21. Kristalsoda reageert met zoutzuur, daarbij ontstaat koolstofdioxide. Hoeveel liter  koolstofdioxide kan ontstaan als een overmaat zoutzuur met 15,0 gram kristalsoda (dus  met kristalwater) reageert ? (n.o)

22. Waterstofperoxide kan ontleden (met bruinsteen-katalysator) in water en zuurstof. Als je  20 gram waterstofperoxide-oplossing (3 massa% waterstofperoxide) laat ontleden, hoeveel liter zuurstof ontstaat dan (t=0°C)?

23. De vaste brandstofraketten van een spaceshuttle werken op een mengsel van  ammoniumperchloraat ( NH4CIO4) en aluminiumpoeder. Bij de reactie ontstaan stikstofgas, waterdamp, aluminiumchloride en wolken aluminiumoxide. Bereken hoeveel    kilogram ammoniumperchloraat er nodig is om 1,0 kilo aluminium te laten reageren.

24. De motor van de spaceshuttle zelf werkt op vloeibare waterstof en vloeibare zuurstof. Hoeveel liter waterdamp kan ontstaan bij een temperatuur van 2300°C (en gewone druk)      uit 1,0 kg vloeibare waterstof en de bijbehorende hoeveelheid zuurstof.

25. Natriumthiosulfaat-oplossing (Na2S2O3) reageert met zoutzuur, er ontstaan zwavel, zwaveldioxide, water en keukenzout. Hoeveel mgram zwavel ontstaat als 20 ml 0,10 molair natriumthiosulfaat reageert met voldoende zoutzuur

26. Magnesium met zwavelzuur-oplossing. Hoeveel gram magnesium kan reageren met 25 ml     zwavelzuur 1,25 molair

27. Bij het koken van hard water (een oplossing van calciumwaterstofcarbonaat) kan  calciumcarbonaat ontstaan. Hoeveel gram calciumcarbonaat kan ontstaan bij verhitten van 10 liter water die 50 mgram calciumwaterstofcarbonaat per liter bevat?

28. Bij de thermolyse van zilveroxide ontstaat zilver. Hoeveel mgram zilver ontstaat bij  thermolyse van 27,5 mgram zilveroxide ?
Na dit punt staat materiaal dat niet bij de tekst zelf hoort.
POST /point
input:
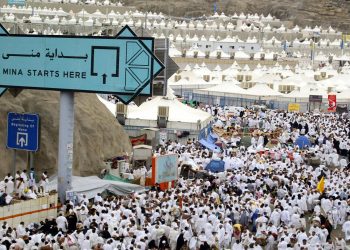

29. Hoeveel gram water ontstaat bij verbranding van 2,50 gram butaan-1-ol ?

30. Een keukenzoutoplossing heeft een dichtheid van 1.016 kg/l. 6.4 g ervan worden  drooggedampt. Er blijft 1.60 g NaCl over.

      Bereken de onderstaande grootheden:

  1. massa% NaCl
  2. ppm NaCl
  3. massa H2O
  4. massaprocent water
  5. totaal volume
  6. massaconcentratie NaCl
  7. Hoeveelheid NaCl
  8. Concentratie NaCl

31. Hoeveel glazen bier (0.25 l; V% (alcohol) = 5.0%) mag men maximaal verbruiken om een    alcoholgehalte van 0.5 pro mille niet te overschrijden? Stel dat voor een persoon van 80 kg    het volume bloed in zijn lichaam 5.0 l bedraagt en de hoeveelheid lichaamsvloeistof 56 l.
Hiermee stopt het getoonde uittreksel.